I am experimenting with variable length attributes using Python bindings. I am experiencing some unexpected behaviors. For instance, if all the subarrays have the same length, I get a buffer conversion error.

# Array creation
ctx = tiledb.default_ctx()

dim = tiledb.Dim(name="dimension", domain=(0, 10000), tile=100, dtype=np.int64)
domain = tiledb.Domain(dim)

attr = tiledb.Attr(name="attr", dtype=np.int64, var=True)

schema = tiledb.ArraySchema(domain=domain, sparse=False, attrs=[attr])
tiledb.Array.create(array_path, schema, overwrite=True)
# fails if all subarrays have the same length here
x = [
    np.array([0,1,2,3], dtype=np.int64),
    np.array([0,1,2,3], dtype=np.int64),
] 

with tiledb.open(array_path, 'w') as A:
    A[0 : len(x)] = np.array(x, dtype='O')

And then I get TileDBError: Failed to convert buffer for attribute: 'attr'.
But, even if one sub-array has a different size, it works.

And also if only one sub-array is provided, regardless of its content, I get the same buffer conversion error.

# fails
x = [
    np.array([0,1,2,3], dtype=np.int64)
]

with tiledb.open(array_path, 'w') as A:
    A[0 : len(x)] = np.array(x, dtype='O')

Am I missing something here or maybe it is a bug?

Thanks.

Hi @yortuc,

This is a known limitation where Numpy coalesces homogenous subarrays.

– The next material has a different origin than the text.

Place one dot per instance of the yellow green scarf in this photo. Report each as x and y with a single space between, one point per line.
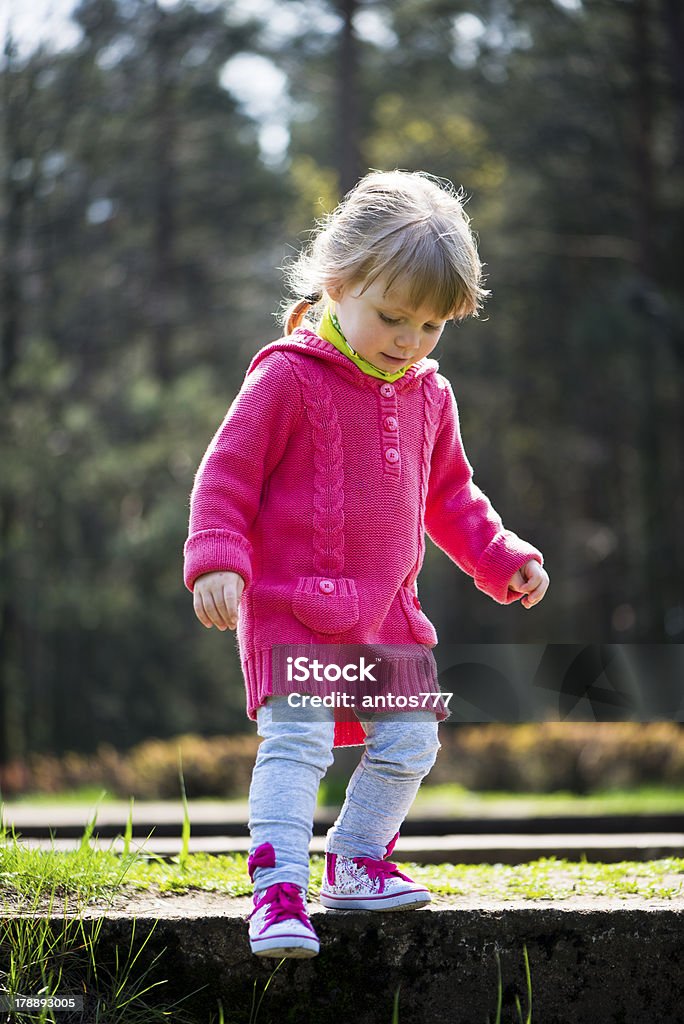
329 328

My recommended workaround would be to add None at the end of x and slice it away when writing to the array.

x = [
    np.array([0,1,2,3], dtype=np.int64),
    np.array([0,1,2,3], dtype=np.int64),
    None
] 

with tiledb.open(array_path, 'w') as A:
    A[0 : len(x)-1] = np.array(x, dtype='O')[:-1]

Thanks.

2 Likes

Hi,

It works, thanks a lot.